The following points should be remembered in connection with the wet rot:
- The main reason for the development of wet rot is alternate dry and wet conditions.
- If unseasoned timbers are exposed to rain and wind, they become easily liable for attacks of wet rot.
- The well-seasoned timber should be used for exterior work to prevent wet rot problem.
- Timber should be covered by paint for ensuring protection against moisture. It is a preventive for wet rot issue.
c) Brown Rot in Timber:
Brown rot is used to indicate decay and underlying disease of timber. Specific Types of fungi remove cellulose compounds from wood, and hence the wood takes the brown color, which is known as brown rot.
d) White Rot in Timber:
White rot defect is just the opposite of brown rot defect. In the case of white rot defect, certain types of fungi attack lignin of wood, and the wood assumes the appearance of a white mass consisting of cellulose compounds.
e) Blue Timber Stain:
The timber stained to bluish color by the action of a particular type of fungi.
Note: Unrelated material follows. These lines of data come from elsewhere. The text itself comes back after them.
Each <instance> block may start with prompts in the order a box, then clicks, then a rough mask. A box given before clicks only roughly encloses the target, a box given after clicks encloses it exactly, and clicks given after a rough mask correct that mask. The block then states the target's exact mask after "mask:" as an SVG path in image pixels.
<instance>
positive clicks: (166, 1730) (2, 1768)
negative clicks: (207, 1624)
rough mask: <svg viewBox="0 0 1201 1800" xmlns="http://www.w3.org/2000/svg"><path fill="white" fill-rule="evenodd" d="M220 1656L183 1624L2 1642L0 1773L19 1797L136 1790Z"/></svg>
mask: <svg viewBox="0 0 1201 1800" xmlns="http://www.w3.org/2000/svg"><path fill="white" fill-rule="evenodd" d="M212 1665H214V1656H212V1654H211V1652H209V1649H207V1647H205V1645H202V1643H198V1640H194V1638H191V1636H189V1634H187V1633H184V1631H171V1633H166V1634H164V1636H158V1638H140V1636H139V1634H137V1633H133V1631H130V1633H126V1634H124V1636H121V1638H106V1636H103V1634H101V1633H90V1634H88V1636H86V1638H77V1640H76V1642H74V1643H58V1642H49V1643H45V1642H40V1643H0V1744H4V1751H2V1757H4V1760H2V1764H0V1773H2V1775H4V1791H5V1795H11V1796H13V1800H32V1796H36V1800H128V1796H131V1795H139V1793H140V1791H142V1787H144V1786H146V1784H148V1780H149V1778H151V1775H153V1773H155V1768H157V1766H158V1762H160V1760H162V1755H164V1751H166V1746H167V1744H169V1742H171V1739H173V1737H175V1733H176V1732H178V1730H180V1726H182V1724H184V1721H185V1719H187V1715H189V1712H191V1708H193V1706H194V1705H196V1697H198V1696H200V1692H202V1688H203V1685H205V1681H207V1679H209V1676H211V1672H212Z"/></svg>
This type of defect is known as a blue timber stain.
f) Heart Rot in Timber:
Heart rot defect is formed when branches have come out of a tree. In such a case, the heartwood is exposed to the attack of atmospheric agents. Ultimately the tree becomes feeble, and it gives out hollow sound when the hammer hits the log.
g) Timber Sap Stain:
The particular types of fungi do not cause the complete decay of timber, but they feed on cell contents of sapwood, and the sapwood loses its color and texture gradually. This is known as sap strain. It generally occurs when moisture content gets equal to higher than 25%.
Summing up, Defects in timber can occur at various stages, principally during the growing period, during the seasoning and conversion process, and also due to irregularities in the character of grains. Defects affect the quality, reduce the strength, compromise the quantity of useful wood, spoil the appearance, and call its decay faster than usual. Also, wood defects, in general, affect the structural safety, aesthetic aspects, and even in practical use hamper fire protection of the building.